Однако далеко не всякое странное, пограничное, экзотическое пространство мы готовы будем воспринять как утопию. Здесь вновь понадобится теоретическая помощь Луи Марена: он полагает, что утопия – не только необычное, но прежде всего «нейтральное» пространство. Идея нейтральности утопического, возможно, наиболее важна для самого Марена и наиболее загадочна для его читателей. Он пытается объяснить ее то через метафору нейтрализации (утопия нейтрализует противоположности, застывая на «нулевом градусе» диалектического синтеза и обнаруживая позицию, не приближенную ни к одной из полярных категорий, – кантовский «средний термин» (Marin, 1990 [1973]: xiii)), то через метафору нейтральной территории:
Нейтральность – это порог, граница, устанавливающая предел внутреннему и внешнему, территория, где выход и вход меняются местами и фиксируются в этом изменении; это имя всех границ, заданных через мышление о границе: контрадикция как таковая (Ibid.: xix).

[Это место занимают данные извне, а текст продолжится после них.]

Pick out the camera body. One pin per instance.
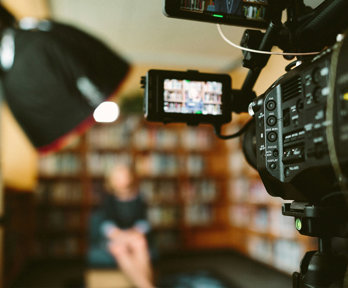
(187, 97)
(301, 129)
(240, 13)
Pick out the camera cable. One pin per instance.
(223, 36)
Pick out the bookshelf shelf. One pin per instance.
(205, 197)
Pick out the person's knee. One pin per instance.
(117, 250)
(140, 242)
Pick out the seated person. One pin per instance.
(123, 228)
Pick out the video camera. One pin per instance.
(298, 133)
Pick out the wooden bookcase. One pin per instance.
(200, 191)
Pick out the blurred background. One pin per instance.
(205, 204)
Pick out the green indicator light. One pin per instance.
(298, 224)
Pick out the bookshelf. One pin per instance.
(180, 171)
(201, 193)
(262, 232)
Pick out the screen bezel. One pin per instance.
(171, 8)
(170, 117)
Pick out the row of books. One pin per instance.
(99, 164)
(65, 192)
(113, 136)
(193, 215)
(60, 164)
(119, 137)
(283, 254)
(190, 191)
(252, 191)
(198, 215)
(155, 192)
(159, 164)
(160, 216)
(59, 247)
(60, 220)
(155, 139)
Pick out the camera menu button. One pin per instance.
(271, 105)
(272, 136)
(271, 120)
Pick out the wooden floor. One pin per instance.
(241, 271)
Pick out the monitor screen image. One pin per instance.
(192, 97)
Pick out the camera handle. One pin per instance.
(322, 268)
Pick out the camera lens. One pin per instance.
(271, 105)
(272, 136)
(271, 120)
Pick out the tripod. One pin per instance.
(325, 267)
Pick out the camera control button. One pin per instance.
(271, 105)
(271, 120)
(273, 166)
(272, 136)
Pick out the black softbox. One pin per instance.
(56, 79)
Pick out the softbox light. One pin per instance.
(55, 79)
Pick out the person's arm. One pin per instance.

Интуитивно понятно, что классическая утопия не допускает не только семиотической, но также (и это, конечно, связанные вещи) эмоциональной чрезмерности (не случайно один из постоянных мотивов в научной фантастике, в том числе советской, – безэмоциональность людей будущего). Репрезентируя беспредельное счастье, утопический текст вряд ли способен вызвать у своих реципиентов бурный, непосредственный восторг, чаще всего он вызывает скуку (Ruppert, 1986: 11), однако Марен улавливает еще и чувство утраты, сопутствующее восприятию утопического. Он связывает загадочную нейтральность с не менее загадочной концепцией утраченной памяти – утопическое реализуется через забвение, через вытесненную неудачу, через репрессированное знание о том, что «вечное счастье» достижимо лишь ценой смерти времени (в конечном счете – просто ценой смерти) (Marin, 1990 [1973]: ххvi). Более того, само забвение предается забвению, коль скоро классическая утопия манифестируется как пространство монолитной ясности, в принципе исключающее возможность неполноты памяти.